The right, in all its cunning, did nothing to refute this link. Instead, it put a positive spin on vulgarity as the sun began to set on the old Israeli elites. The right did no more than the left to allow Mizrahim to develop themselves educationally or culturally. What it did was offer them a kind of deal, in which the right would embrace them in all their so-called vulgarity and ignorance, and in return the Mizrahim would become Israel’s rising elites. As long, of course, as they kept their loyalty to the right.

This raw deal pays off for both sides. Likud’s Ashkenazi elders ostensibly receive a stamp of approval from “the people,” and the Mizrahim in the party get an entry ticket into the club of Israeli carnage. Israelis love their politics belligerent and without any convictions — to the point that they will continue to support Likud no matter how much the party detests its own voters.

Likud supporters seen at a party rally in Jerusalem ahead of the Israeli general elections, February 26, 2020. (Olivier Fitoussi/Flash90)
Likud supporters seen at a party rally in Jerusalem ahead of the Israeli general elections, February 26, 2020. (Olivier Fitoussi/Flash90)

Israelis praise the brutal and murderous belligerence toward Palestinians and applaud the cruelty meted out to refugees and migrant workers. We have turned the admiration of power into such an integral part of our DNA that it is not undermined even when directed at the Israeli public itself.

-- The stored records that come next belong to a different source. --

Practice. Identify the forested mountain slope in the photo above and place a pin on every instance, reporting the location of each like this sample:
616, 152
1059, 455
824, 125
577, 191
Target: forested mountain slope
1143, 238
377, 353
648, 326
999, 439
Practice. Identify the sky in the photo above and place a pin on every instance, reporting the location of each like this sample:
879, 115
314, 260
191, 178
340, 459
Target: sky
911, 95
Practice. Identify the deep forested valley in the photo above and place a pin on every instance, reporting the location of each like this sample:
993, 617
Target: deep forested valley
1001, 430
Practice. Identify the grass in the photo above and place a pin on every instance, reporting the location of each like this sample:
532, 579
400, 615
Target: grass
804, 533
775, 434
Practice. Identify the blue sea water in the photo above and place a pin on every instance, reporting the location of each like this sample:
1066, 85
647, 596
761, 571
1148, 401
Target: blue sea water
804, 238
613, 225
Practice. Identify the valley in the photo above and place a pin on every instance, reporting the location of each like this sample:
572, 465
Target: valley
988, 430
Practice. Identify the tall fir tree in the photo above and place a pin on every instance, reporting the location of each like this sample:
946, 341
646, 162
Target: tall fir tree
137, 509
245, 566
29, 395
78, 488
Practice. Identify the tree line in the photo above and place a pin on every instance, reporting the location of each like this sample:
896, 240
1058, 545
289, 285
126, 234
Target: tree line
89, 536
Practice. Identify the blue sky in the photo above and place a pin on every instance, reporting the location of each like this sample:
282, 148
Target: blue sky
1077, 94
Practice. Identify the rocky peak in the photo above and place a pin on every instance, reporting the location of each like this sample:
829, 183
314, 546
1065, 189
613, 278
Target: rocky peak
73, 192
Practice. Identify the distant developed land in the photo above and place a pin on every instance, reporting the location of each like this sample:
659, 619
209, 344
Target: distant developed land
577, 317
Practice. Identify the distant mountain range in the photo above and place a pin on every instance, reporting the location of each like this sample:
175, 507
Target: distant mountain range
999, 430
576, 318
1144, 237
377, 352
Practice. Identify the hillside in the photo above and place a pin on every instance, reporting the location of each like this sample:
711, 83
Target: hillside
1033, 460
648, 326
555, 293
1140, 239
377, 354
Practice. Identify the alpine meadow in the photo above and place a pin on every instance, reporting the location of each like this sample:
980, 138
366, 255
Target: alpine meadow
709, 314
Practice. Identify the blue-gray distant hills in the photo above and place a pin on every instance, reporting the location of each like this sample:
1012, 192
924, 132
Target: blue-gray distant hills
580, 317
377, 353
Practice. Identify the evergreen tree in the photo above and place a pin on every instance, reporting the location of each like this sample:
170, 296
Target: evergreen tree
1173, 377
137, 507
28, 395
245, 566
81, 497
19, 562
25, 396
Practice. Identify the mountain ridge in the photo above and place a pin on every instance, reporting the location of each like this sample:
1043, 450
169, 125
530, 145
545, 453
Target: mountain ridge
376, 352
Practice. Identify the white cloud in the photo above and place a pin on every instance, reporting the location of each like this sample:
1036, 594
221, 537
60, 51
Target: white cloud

The Israeli public worships power, aggression, and uninhibited destruction. A random selection of campaigns from the last three election rounds — whether it’s Naftali Bennett kidnapping Palestinian bodies on the Gaza border or Benny Gantz bragging about how many he dead Gazans his bombing campaigns left behind — shows precisely just how profound this adoration for power truly is. If in the past, however, Israelis admired leaders for destroying “the other,” today they admire them for destroying average Israelis just like themselves.